Black Dog (2024)

de Matilde Garrido

Há filmes que não procuram deslumbrar pela grandiosidade, mas antes pela contenção obstinada. Black Dog (Cão Preto), de Guan Hu, é um desses gestos raros: uma narrativa seca, quase brutal, na qual a redenção não se grita, antes se adivinha nos silêncios e nos gestos suspensos. Regressando a uma escala intimista, depois de incursões em épicos históricos, Hu descobre no deserto uma metáfora árida para uma China em mutação e, na ligação entre um homem e um cão, uma inesperada afirmação de humanidade. Vencedor do Un Certain Regard em Cannes, no ano passado, onde também foi agraciado com o segundo lugar no Palm Dog, Black Dog é um filme de fronteiras — entre géneros, entre tempos, entre vidas esvaziadas — que se impõe não por excesso, mas por um rigor emocional raro no cinema contemporâneo.

Hu estreou-se no cinema com Dirt (1994), um retrato cru da cena rock decadente e rebelde de Pequim, nos anos 90. Três décadas depois, parece justificado que regresse a esse universo, agora através da história de Lang (Eddie Peng), um ex-astro do rock em ruínas. Depois de dez anos na prisão, Lang volta à sua cidade natal — um espaço desfigurado, prestes a ser varrido pela modernização e pelos preparativos para os Jogos Olímpicos de 2008. É impossível não traçar paralelismos entre esta cidade-fantasma, esvaziada de vida e promessas, e a própria sensação de perda que assombra o protagonista. Numa tentativa de reinserção na sociedade, Lang aceita trabalhar numa patrulha de captura de cães vadios. É nesse deserto humano que cruza caminho com o cão preto alusivo ao título, Xin, um animal ferido física e emocionalmente. Entre silêncios e gestos mínimos, nasce uma ligação feita de sobrevivência mútua, mas também de uma esperança cautelosa. Black Dog é mais do que um drama de redenção; é uma reflexão contida sobre o que se perde quando um país escolhe esquecer para poder avançar.

A força maior de Black Dog reside na sua magistral construção formal. Desde a abertura, marcada pela presença inquietante dos cães no deserto, fica claro que Hu orquestra o caos com precisão quase cirúrgica. Trabalhando em estreita sintonia com o diretor de fotografia Gao Weizhe, o realizador aposta num widescreen anamórfico que amplia o isolamento físico e emocional das personagens. Os planos longos, os movimentos laterais da câmara e a paleta fria — dominada por azuis nublados e brancos desbotados — conferem ao deserto uma presença quase mitológica. A cidade desmoronada é filmada com uma grandiosidade fantasmagórica, evocando a solidão do western clássico e a fatalidade do noir. A mise-en-scène depurada de Black Dog cultiva a distância como expressão de abandono. É apenas quando absolutamente necessário que a câmara se aproxima dos rostos, sublinhando a interioridade contida das personagens.

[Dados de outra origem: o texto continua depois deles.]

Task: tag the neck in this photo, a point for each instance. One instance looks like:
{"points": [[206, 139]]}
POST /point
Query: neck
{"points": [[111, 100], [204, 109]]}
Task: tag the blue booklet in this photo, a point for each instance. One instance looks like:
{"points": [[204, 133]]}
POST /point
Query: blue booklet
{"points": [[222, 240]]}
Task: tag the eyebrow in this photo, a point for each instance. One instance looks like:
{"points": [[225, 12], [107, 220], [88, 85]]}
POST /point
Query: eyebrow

Narrativamente, Black Dog é uma parábola existencial sobre a possibilidade de conexão num mundo despedaçado. Ao evitar o sentimentalismo fácil, Hu insere momentos de absurdo sombrio e desvios oníricos que fragmentam a realidade: eclipses solares, serpentes à solta, animais em fuga de um jardim zoológico em ruínas. Estes elementos, longe de serem meros adornos, constroem uma atmosfera de sonho partido, em que a redenção só pode nascer da aceitação da imperfeição.

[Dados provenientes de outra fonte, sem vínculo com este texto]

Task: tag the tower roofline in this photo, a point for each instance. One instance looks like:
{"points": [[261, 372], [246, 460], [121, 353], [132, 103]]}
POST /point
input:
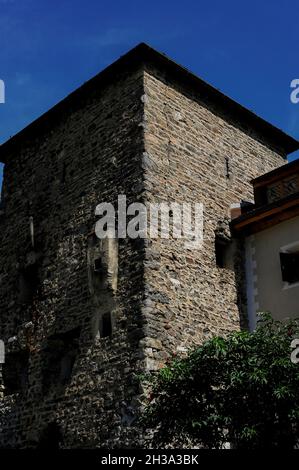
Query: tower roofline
{"points": [[144, 54]]}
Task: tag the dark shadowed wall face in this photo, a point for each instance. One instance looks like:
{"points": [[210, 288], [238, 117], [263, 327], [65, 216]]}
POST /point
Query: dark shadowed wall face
{"points": [[82, 354]]}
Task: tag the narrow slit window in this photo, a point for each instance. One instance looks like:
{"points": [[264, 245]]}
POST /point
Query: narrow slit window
{"points": [[289, 262], [15, 372]]}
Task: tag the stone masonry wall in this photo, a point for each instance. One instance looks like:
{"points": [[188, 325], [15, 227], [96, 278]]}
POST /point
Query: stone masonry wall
{"points": [[80, 316]]}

Peng, num dos grandes destaques da sua carreira, encarna Lang com uma contenção admirável. A sua relação com Xin, não é apenas convincente, mas visceral — tão forte que, fora do ecrã, levou o ator a adotar o animal —, é o coração do filme. Este vínculo, assente em gestos mínimos e olhares partilhados, é construído com uma naturalidade que nem sempre é alcançada em outros filmes que abordam o tema da amizade entre homem e animal.

Hu, anteriormente conhecido por épicos como The Eight Hundred (Os Oitocentos, 2020), revela aqui uma impressionante capacidade de adaptação à escala intimista, sem renunciar à ambição visual. A sua abordagem ética evita qualquer traço de moralismo: Lang não é herói, é apenas um homem perdido que, ao cuidar dos resquícios de inocência que encontra à sua volta, começa a reencontrar a sua própria humanidade.

Se o terceiro ato se alonga um pouco mais do que o necessário, o filme nunca perde a sua coerência emocional. Black Dog é, simultaneamente, um western crepuscular, um retrato social desencantado e uma ode à lealdade silenciosa. A sua grandiosidade reside na forma como abraça a fragilidade, oferecendo-nos uma visão de redenção tão árida quanto o Deserto Gobi.

Talvez seja verdade que não escolhemos o cão que queremos, mas o que precisamos. E talvez também não escolhamos as nossas cicatrizes, apenas o que fazemos com elas. Black Dog caminha nesse terreno frágil, onde a solidão e o abandono são mais persistentes do que a esperança, mas onde, ainda assim, a ligação entre dois seres desajustados se transforma numa possibilidade de redenção. No fim de contas, o filme de Hu lembra-nos que, mesmo no espaço mais inóspito, a ternura pode persistir — teimosa, improvável, mas inquebrável; uma centelha de humanidade que se recusa a extinguir.